Here’s how we figure out how much money we can make on this trade:

To illustrate how and where you will make money on this trade, I have included a payoff diagram at the start of this section. You can use this to follow along with my explanation below:




If you look at the shaded areas as they compare to the horizontal axis that tracks the price of Valero shares, you can see that the trade becomes profitable (green area) when the underlying stock crosses the $67.40 level. Likewise, while the stock is under $67.40, we are below the section (red area) where the bull-call spread registers a profit.

As with any 1-to-1 bull-call spread, our risk is limited to what we pay for the spread -- in this case, $2.40.

Breakeven: $67.40

The breakeven is $67.40 because, as in any bull-call spread, the breakeven is determined by adding the net cost of the spread ($2.40 in this case) to the strike price of the call you are buying. Again, because we paid $8.60 for the VLO June 65 Calls and took in $6.20 for the sale of the VLO June 70 Calls, our net out-of-pocket is $2.40. You add that net to the strike price we’ve purchased ($65) and you get your breakeven of $67.40.
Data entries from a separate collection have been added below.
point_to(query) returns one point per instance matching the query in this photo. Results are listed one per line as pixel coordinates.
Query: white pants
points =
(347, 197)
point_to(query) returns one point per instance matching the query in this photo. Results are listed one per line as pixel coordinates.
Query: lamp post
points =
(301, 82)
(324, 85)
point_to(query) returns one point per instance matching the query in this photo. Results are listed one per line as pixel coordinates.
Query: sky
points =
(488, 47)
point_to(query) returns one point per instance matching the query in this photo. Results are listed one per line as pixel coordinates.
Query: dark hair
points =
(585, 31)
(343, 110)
Max Profit: $260 per spread ($2.60 x 100 shares)

The max profit is determined by taking the difference between the two strikes of the bull-call spread, which in this case is $5 ($70 – $65 = $5) and subtracting the amount we paid for the spread ($2.40) and is therefore $2.60. Thus, if VLO is $70 or higher on expiration, the spread will achieve that $5 max and, since we paid $2.40 for the spread, that would leave us with a $2.60 profit, or 108.3%. On a 10-contract spread, that would translate to a profit of $2,600!
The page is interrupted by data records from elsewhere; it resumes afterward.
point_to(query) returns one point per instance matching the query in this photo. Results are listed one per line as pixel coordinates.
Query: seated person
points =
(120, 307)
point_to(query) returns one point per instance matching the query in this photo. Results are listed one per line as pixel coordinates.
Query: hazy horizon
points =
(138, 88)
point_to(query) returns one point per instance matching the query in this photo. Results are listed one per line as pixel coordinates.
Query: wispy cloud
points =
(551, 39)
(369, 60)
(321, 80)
*This analysis does NOT include the cost of commissions while executing your trades. Please see the note below about commissions.

OPTION COMMISSIONS

If you use a full-service broker, you may pay as much as $8 per contract with a 10-contract minimum. The broker uses a minimum to cover its cost of mailing the statement out to you. If you’ve agreed to electronic notification via e-mail, then you may negotiate both lower commissions and elimination of that minimum.

If you wanted to simulate a 1,000-share position in Valero, you’d buy 10 of the VLO June 65 Calls and sell 10 of the VLO June 70 Calls. This 10 x 10 bull-call spread could run you as much as $160 ($8 x 20 contracts). On the other hand, if you trade online through a discount broker, you could pay less than $50.